Wednesday, December 08, 2010

Go Team!

I've often pondered the "Go..." phrase that's used in sports.
“Go, Tigers!”
“Go, Rockets!”
“Go, Astros!”
Frankly, the metaphor's meaning escapes me.

Go where?
Go how far?
Do you want them to come back?
Or just Go and stay?

While they're going, do they need to stop and pick something up on the way for you?

"Go Flyers..." unless you can't fly. Or the TSA stops you.
Would you still yell, "Go Flyers," knowing that it might involve an invasive x-ray scan of your body?

Would you still tell the Flyers to "Go" if you thought they'd be held up at the security check point? Should you instead say, "Go, Flyers, once you've passed security"?

If the Flyers are doing really well, why would you even want them to leave?
If they "Go," when would it be appropriate to return? 

Perhaps the time to tell a team to "Go" is when they're losing. 
Or their season really sucks.
Like "Go Texans."

Monday, December 06, 2010

Merry Stinking Christmas, ChaseBank

The Ft. Worth Star-Telegram reports ChaseBank is telling a business banking customer to remove a Christmas tree he donated to the Chasebank Branch where he does business. Merry Stinking Christmas, Chasebank.

Apparently, some people were offended by the tree, according to an e-mail from JP Morgan Chase. How freaking ridiculous is this?

There are TWO Christmas trees in the lobby of the CBS Broadcasting Complex and Deli. According to “Advertising Age,” 91% of Americans celebrate Christmas this time of year. So we’re going to take down a tree in a bank for the other 9%? 
That’s insane.
Get a grip, people.

You know what Chase’s official stance is? The Christmas tree supplied by the business man isn't a part of the decor supplied by the company to its bank branches. What, you might ask, does Chasebank supply its bank branches in the way of decorations? Why, they get “stickers that resemble Christmas lights,” according to the bank spokesperson, whom I know, and choose not to identify here for fear of embarrassing him because this is such a ludicrous issue.

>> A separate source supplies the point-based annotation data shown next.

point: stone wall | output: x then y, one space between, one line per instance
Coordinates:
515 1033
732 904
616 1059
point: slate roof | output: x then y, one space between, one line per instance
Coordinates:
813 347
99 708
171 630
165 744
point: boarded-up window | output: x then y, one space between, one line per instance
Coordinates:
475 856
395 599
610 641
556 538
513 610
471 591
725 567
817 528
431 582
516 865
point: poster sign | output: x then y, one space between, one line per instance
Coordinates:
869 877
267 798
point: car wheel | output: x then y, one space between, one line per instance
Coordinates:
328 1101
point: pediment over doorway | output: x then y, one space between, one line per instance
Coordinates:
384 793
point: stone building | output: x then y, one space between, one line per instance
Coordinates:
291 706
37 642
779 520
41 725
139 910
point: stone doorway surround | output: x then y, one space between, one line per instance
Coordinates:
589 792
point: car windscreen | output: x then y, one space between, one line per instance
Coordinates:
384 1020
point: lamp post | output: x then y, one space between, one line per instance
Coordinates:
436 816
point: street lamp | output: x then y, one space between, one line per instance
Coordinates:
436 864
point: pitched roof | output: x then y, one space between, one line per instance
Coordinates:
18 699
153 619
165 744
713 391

Wait-wait--stickers that resemble Christmas lights. Sorry, Chase--if you cannot condone a Christmas tree, then what’s the rationale behind Christmas light decals??

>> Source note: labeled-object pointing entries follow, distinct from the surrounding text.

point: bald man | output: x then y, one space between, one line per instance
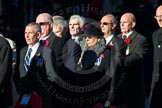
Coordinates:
132 91
156 87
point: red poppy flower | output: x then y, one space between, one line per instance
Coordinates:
46 43
127 40
102 55
98 105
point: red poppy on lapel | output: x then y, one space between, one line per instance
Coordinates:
127 40
46 43
98 105
102 55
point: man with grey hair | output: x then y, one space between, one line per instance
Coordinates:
76 23
108 26
73 46
60 26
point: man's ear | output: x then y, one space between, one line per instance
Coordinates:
38 34
133 24
114 26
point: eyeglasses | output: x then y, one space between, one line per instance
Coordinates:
43 23
105 23
158 16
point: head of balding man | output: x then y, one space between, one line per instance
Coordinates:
127 23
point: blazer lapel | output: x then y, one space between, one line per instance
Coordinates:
132 44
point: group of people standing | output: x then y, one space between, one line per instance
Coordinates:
81 57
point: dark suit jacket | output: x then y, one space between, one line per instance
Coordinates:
112 65
133 90
40 75
72 52
157 73
5 73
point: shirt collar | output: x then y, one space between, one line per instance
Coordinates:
108 39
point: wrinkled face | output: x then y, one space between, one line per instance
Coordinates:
91 40
126 24
106 25
158 16
74 27
45 24
31 36
58 30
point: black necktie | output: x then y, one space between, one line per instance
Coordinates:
27 60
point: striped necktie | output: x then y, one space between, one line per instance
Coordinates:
27 60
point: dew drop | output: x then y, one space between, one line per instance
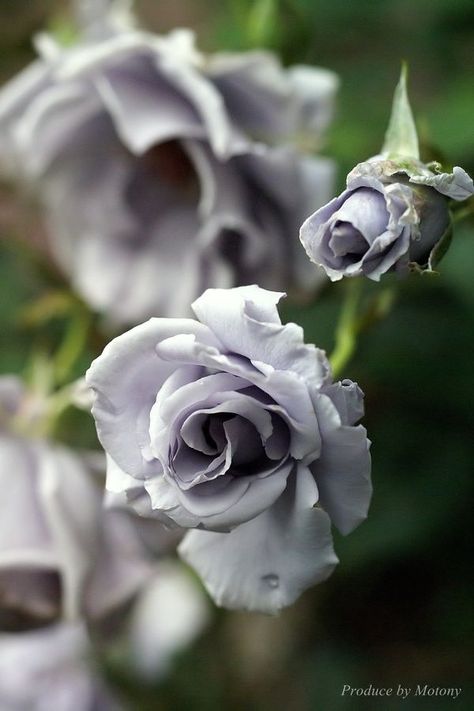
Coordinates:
272 580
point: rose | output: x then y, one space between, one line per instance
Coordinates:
152 161
61 555
392 213
232 425
167 616
49 669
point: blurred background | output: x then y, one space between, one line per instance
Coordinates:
398 609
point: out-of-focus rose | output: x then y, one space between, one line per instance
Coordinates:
392 213
51 669
232 425
61 554
161 170
170 612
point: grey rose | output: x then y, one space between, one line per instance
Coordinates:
51 668
153 161
392 213
61 555
232 426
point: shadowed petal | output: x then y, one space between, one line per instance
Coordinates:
267 563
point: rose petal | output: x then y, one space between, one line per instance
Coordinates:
266 564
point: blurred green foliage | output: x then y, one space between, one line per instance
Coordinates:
399 608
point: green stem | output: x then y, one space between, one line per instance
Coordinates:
354 320
346 331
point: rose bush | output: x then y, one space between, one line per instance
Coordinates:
152 160
232 426
392 213
61 555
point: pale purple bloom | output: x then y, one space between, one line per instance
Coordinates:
232 426
168 615
163 171
61 554
393 213
51 669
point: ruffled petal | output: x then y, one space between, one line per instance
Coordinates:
267 563
130 365
342 472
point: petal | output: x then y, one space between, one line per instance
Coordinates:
315 90
169 614
64 483
246 321
287 389
266 564
126 379
145 108
342 472
121 568
366 210
241 499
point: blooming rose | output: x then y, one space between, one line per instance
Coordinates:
154 161
232 426
61 555
51 669
392 213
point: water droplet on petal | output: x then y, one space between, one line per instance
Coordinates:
272 580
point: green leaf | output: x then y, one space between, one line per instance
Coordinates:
262 24
401 138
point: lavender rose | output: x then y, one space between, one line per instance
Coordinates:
393 213
51 669
232 426
153 160
61 555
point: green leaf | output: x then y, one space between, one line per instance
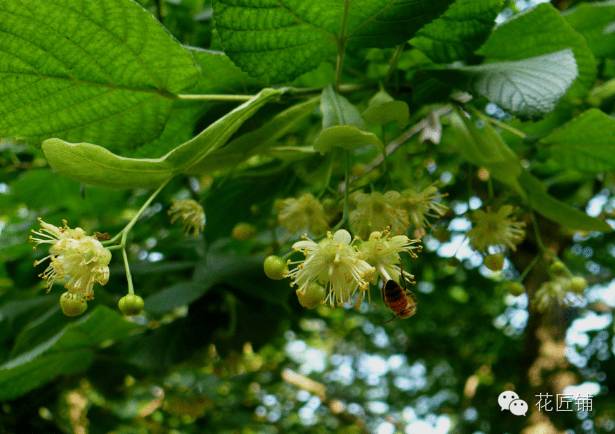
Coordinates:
459 31
481 145
540 31
586 143
67 352
93 164
556 210
346 137
527 87
595 21
103 71
257 141
383 109
278 40
337 110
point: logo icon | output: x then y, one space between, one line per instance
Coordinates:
509 400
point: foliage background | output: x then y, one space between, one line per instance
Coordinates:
214 349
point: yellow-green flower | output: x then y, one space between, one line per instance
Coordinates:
302 214
423 205
497 229
377 212
191 215
75 259
334 263
382 251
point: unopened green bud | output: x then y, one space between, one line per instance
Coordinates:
494 262
72 304
311 296
275 267
515 288
243 231
578 284
131 304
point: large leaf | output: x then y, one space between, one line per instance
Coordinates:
556 210
595 21
93 164
102 71
67 352
541 31
587 143
526 87
459 31
278 40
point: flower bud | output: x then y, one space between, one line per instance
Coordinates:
243 231
558 268
311 296
494 262
514 288
275 267
72 304
578 284
130 304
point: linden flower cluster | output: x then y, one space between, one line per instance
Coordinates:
395 211
191 215
336 267
302 214
76 259
497 229
563 288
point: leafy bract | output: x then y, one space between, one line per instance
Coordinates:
93 164
278 40
538 32
556 210
596 22
587 143
69 351
100 71
459 31
526 87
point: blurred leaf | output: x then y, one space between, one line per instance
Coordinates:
538 32
80 73
586 143
459 31
346 137
96 165
67 352
556 210
482 146
528 87
596 22
278 41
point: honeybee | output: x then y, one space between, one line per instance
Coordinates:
398 298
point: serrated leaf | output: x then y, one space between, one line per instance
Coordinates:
95 165
459 31
383 109
528 87
278 40
346 137
537 32
595 21
556 210
102 71
481 145
67 352
337 110
586 143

What’s next on the agenda--are we going to remove “Christmas” from the calendar because it might offend too many people?
I am not a Chasebank customer, thank goodness. If you are, drop by your bank branch, and let them know what you think about this.
This just in--Chase changed its mind about having a Christmas tree in its lobby, and has put one up at its own expense...because the original tree donor took his $3,000 Christmas tree elsewhere. Apparently, others are taking their business elsewhere, too.

Sunday, December 05, 2010

Five-years Cancer-free

Those are magical words to a cancer survivor.
I know.
I am one.

Five years ago today, a doctor carved out my cancerous prostate, sewed me back up with a couple of tubes hanging out for drainage, and sent me home a few days later. 
My life was changed. I believe it was extended.

I remember the first week at home was a painful blur.
The second week, I went back on the air, broadcasting from a makeshift studio in the "solarium" of The Clanton Hacienda--what I euphemistically called my bedroom.

Brent Clanton behind the mic
at The Clanton Hacienda
December 2005
My Bride was the best nurse in the world, even when she slept through the shows I performed not 5-feet from the bed.
My convalescence was not textbook ordinary. I had several complications, a few "re-takes" in the surgical suite to repair some plumbing issues.

Would I do it the same way, all over again?
Given the same set of circumstances, probably so.

If it were to happen today, however, I think the outcome would be vastly different. Prostate cancer is one of the most treatable soft-tissue cancers around. The key is early detection, which in my case came about as the result of a simple blood test. I was 50-1/2 years old when diagnosed.
That's pretty young.

Doctors used to think you didn't have to really worry about checking for prostate cancer under the age of 50. Guess they're re-thinking that...and if you have a history of cancer in your family (like my son now does), the wisdom is earlier and earlier testing.

Men with my diagnosis today don't necessarily have to even face the kind of surgery I endured. The technology has moved so quickly within the past five years, that if you must have surgery, it's done laproscopically, for that least-invasive feeling when you awake. Or you can opt for other treatments that have been developed that do not require surgery.

The point here is, get checked, fellas.
Do the blood test.

Now for my next challenge--finding health insurance coverage, since I'm Five Years Cancer Free!